Let $X$ be the set of all orthogonal $n \times n$ matrices taking value from real numbers. Let $v_{0}\in \mathbb{R^{n}}$ then find the maximum and minimum of the inner product function $ f(A)=\langle v_{0}, Av_{0}\rangle $ where $A\in X$. How can I find the critical points? How can I approach the problem? Thanks in advance.

Answer 1

Here's a short solution, followed by how to think about the problem in order to discover the solution.

The answer is that, for any $v$, the maximum value of $\langle v, Av\rangle$ is $||v||^2$ and the minimum value is $-||v||^2$.

Indeed, we know that for any vector $w$, $\langle v, w\rangle = ||v||\,||w||\,\cos{\theta_{vw}}$. In particular, when $w \equiv Av$, we know that

$$\langle v, Av\rangle = ||v||\,||Av||\, \cos{\theta_{v, Av}}$$

and because $A$ is orthogonal, it doesn't change vector lengths: $||Av|| = ||v||$. Hence

$$\langle v, Av\rangle = ||v||^2 \cos{\theta_{v, Av}}.$$

This tells us that for any orthogonal matrix, we cannot get a value higher than $||v||^2$ or lower than $-||v||^2$. The question is whether we can find orthogonal matrices which actually attain these maximum and minimum values, with corresponding angles of $\theta = 0$ and $\theta = \pi$.
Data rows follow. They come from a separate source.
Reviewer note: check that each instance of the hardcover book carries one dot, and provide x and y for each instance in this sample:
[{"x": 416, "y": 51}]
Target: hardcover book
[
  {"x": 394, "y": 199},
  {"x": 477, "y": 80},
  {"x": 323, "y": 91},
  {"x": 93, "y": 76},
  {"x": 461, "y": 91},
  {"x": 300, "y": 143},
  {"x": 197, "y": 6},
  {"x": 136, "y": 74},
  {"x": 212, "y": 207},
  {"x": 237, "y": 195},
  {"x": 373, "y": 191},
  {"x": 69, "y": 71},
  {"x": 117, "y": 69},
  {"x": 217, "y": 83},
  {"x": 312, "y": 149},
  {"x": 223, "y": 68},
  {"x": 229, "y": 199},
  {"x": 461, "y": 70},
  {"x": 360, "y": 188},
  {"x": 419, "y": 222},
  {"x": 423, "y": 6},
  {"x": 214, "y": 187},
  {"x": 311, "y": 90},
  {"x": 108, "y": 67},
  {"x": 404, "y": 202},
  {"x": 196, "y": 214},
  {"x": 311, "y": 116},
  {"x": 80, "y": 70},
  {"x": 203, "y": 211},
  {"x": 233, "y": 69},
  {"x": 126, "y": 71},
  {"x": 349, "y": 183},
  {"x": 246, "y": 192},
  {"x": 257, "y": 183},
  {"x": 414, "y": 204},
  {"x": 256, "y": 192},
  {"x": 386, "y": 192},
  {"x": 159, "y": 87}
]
But indeed, the identity matrix $I$ is an orthogonal matrix which makes $\theta = 0$, and the opposite of the identity $-I$ is an orthogonal matrix which makes $\theta = \pi$. These orthogonal matrices will always make $\langle v, Av\rangle$ achieve its maximum and minimum possible values, respectively.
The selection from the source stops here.